“There are a lot of unfortunate people in the world today. We need to make a difference if we can.”—Ricky Benton
WHITEVILLE, N.C.—Ricky Benton, a kind-hearted businessman, has been the face of Black's Tire & Auto Service since he purchased it from founder Crowell Black in 1996—but he hasn't done it all by himself.
Standing by his side—helping take the Whiteville-based dealership from one outlet to 37 retail/commercial locations, four wholesale distribution centers and one retread plant spanning across North and South Carolina—has been his wife Dianne. And while they have been able to grow their business, it is perhaps a different kind of story
about them that typifies their success. It is a story that, up until now, they allowed—almost insisted—to remain untold because they would rather be silent partners to their community.
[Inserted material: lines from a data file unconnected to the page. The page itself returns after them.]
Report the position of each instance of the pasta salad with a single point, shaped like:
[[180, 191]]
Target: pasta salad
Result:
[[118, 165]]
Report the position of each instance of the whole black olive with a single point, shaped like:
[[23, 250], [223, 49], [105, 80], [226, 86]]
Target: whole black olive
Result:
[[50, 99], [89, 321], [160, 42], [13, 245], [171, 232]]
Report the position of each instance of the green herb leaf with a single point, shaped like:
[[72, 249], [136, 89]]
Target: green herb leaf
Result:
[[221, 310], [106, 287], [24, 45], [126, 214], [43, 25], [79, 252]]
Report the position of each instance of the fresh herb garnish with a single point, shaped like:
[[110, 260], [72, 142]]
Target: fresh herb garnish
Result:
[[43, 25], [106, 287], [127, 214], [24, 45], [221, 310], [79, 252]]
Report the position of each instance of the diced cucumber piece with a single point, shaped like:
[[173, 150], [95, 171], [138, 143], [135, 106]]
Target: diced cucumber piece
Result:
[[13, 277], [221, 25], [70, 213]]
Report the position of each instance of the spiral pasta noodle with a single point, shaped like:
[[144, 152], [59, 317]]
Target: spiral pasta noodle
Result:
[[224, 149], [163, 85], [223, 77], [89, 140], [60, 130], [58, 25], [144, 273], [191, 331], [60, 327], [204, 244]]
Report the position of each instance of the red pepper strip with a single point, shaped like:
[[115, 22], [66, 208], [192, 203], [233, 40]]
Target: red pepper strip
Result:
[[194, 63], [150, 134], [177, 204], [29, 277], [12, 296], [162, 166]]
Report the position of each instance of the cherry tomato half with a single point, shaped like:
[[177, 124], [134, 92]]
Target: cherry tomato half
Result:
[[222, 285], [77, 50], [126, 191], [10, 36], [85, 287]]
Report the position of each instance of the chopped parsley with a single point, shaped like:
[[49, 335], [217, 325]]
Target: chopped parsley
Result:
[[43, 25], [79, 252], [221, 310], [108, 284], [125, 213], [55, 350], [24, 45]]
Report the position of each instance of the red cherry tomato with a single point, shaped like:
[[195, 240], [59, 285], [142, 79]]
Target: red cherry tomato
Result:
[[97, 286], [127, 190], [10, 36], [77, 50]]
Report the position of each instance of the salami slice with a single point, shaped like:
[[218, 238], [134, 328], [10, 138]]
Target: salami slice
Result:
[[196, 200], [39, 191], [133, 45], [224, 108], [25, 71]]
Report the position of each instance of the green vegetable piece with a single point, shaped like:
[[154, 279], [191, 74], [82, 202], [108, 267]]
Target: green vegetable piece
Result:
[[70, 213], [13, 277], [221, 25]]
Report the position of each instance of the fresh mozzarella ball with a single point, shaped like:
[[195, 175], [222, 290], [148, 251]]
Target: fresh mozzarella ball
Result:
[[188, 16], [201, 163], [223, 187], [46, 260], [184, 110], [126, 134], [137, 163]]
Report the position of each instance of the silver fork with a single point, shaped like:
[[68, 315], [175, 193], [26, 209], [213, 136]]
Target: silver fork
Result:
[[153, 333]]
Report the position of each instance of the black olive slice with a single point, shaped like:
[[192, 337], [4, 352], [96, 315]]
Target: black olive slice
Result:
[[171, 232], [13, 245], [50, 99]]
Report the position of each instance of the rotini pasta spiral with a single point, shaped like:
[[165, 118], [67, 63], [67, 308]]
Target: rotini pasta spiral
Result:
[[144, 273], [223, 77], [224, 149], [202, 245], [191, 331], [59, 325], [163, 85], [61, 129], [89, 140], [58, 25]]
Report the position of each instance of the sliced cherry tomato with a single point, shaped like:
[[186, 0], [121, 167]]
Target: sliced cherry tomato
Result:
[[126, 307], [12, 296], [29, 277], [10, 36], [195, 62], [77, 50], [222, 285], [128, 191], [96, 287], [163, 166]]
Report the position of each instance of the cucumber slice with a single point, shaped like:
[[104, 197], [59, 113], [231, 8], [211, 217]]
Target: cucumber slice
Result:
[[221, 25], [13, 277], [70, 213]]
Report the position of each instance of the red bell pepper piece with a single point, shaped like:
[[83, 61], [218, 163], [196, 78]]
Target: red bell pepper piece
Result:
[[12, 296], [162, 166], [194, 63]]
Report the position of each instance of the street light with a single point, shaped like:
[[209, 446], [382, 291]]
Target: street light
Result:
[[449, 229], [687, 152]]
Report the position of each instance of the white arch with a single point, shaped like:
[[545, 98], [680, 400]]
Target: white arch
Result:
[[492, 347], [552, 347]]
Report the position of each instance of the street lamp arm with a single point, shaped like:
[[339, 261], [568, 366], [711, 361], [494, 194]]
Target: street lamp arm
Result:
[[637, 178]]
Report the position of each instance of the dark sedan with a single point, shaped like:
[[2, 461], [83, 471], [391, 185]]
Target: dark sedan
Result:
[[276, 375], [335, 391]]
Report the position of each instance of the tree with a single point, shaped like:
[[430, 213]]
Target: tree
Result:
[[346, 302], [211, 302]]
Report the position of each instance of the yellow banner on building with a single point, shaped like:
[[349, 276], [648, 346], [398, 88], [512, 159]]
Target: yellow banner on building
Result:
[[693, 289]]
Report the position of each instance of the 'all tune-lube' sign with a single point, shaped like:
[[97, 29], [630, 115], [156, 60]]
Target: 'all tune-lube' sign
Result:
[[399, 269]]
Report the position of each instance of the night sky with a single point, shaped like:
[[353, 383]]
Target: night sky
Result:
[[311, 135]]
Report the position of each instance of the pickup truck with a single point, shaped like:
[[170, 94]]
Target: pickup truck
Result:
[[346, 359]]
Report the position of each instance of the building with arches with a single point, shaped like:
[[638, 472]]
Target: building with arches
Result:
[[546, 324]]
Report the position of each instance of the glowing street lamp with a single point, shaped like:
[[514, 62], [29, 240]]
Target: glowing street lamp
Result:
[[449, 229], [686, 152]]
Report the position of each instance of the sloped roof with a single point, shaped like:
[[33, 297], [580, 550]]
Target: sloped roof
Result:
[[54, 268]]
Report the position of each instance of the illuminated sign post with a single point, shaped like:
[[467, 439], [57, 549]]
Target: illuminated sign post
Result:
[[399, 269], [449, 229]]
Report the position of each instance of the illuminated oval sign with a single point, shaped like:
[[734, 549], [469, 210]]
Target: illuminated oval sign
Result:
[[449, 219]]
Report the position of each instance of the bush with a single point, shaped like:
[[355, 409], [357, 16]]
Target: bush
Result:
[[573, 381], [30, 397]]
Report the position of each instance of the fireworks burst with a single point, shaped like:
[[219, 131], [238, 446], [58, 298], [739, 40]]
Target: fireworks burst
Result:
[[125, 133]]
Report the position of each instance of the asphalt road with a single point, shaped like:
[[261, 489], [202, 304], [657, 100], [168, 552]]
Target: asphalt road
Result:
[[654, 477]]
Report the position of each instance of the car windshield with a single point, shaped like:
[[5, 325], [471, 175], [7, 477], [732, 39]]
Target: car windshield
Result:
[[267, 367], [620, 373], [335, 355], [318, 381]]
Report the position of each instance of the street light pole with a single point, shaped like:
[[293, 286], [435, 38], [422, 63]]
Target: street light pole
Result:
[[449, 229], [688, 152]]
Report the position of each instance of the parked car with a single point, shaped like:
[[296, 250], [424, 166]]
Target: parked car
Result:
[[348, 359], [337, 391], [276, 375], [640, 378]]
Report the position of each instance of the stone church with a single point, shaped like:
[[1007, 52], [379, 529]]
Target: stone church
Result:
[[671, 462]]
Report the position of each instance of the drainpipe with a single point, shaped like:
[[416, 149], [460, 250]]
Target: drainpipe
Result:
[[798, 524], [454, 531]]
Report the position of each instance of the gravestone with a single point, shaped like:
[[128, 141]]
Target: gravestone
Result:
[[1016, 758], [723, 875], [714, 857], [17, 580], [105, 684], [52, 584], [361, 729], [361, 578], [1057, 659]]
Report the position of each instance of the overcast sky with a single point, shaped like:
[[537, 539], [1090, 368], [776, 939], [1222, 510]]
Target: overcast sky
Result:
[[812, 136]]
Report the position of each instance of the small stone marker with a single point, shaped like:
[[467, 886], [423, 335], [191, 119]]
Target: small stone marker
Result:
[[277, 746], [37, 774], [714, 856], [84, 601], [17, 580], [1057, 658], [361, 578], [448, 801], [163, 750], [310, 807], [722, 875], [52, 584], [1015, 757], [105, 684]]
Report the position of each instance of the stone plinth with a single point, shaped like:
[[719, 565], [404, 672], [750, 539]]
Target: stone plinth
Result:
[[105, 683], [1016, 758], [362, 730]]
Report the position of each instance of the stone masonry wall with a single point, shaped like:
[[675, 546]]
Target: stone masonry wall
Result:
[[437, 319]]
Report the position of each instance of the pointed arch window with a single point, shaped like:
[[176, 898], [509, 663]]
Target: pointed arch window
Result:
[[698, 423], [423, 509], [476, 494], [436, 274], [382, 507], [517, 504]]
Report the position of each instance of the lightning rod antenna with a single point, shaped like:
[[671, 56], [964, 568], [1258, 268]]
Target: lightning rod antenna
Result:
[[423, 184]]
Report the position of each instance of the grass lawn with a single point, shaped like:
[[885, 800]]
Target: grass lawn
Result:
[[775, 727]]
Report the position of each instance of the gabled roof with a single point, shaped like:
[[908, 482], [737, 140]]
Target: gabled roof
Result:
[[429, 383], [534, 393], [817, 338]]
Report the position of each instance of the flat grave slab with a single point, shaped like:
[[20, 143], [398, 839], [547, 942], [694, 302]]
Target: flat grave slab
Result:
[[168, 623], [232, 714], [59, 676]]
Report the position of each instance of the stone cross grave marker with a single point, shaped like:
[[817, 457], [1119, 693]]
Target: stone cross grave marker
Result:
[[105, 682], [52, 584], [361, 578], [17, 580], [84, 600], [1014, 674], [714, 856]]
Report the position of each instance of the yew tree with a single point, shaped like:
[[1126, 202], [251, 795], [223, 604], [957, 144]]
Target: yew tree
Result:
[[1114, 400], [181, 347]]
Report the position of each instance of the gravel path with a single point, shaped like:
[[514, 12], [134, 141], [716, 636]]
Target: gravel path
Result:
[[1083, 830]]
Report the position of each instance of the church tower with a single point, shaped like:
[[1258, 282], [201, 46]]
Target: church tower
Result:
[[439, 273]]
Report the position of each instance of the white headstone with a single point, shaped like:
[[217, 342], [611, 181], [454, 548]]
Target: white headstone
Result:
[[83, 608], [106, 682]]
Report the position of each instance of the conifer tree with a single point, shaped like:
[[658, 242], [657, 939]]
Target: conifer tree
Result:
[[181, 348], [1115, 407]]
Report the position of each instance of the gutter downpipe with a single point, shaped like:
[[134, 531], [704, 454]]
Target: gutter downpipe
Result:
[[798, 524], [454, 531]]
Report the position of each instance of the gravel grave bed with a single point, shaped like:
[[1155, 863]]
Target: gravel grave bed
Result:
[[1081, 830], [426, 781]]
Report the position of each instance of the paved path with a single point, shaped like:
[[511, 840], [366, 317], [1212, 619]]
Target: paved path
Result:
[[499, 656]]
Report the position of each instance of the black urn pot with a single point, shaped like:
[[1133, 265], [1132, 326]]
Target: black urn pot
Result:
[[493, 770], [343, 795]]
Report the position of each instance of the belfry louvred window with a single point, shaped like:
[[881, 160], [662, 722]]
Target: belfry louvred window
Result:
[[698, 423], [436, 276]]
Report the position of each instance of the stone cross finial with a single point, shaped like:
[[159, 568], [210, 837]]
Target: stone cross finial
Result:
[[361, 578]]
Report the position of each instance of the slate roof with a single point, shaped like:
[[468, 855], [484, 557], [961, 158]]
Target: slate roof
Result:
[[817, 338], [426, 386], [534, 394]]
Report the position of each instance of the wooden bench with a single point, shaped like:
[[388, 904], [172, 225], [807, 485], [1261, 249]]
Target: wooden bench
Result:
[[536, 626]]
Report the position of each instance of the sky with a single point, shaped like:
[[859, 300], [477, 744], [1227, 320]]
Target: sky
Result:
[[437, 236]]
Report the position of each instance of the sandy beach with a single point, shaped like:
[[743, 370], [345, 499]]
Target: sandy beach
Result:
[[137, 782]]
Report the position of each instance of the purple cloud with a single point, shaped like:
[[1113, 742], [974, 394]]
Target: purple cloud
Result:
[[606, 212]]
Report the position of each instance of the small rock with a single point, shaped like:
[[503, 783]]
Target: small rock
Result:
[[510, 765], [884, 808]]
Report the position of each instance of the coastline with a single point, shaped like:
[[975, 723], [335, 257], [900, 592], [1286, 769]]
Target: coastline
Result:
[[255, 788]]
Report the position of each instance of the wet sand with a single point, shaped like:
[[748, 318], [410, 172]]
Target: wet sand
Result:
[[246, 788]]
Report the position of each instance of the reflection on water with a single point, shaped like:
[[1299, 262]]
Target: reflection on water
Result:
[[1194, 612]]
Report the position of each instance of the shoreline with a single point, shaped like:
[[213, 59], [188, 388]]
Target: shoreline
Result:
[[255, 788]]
The Bentons and the Black's Tire family have given much more than just financially over the years to the community that in turn has supported the business. They've taken a more hands-on approach that doesn't just include donating dollars, but time as well. From working a food stand at a youth baseball tournament to hosting a Family Day for their employees, the Bentons are recognized in their community as more than just two people with good business sense.
The Bentons are the recipients of the 2015 Tire Business Tire Dealer Humanitarian Award. Dianne Benton—the first woman to receive the award—and Ricky were presented the award Nov. 2 at the Tire Industry Association's annual Tire Industry Honors event during the 2015 Specialty Equipment Market Association Show in Las Vegas.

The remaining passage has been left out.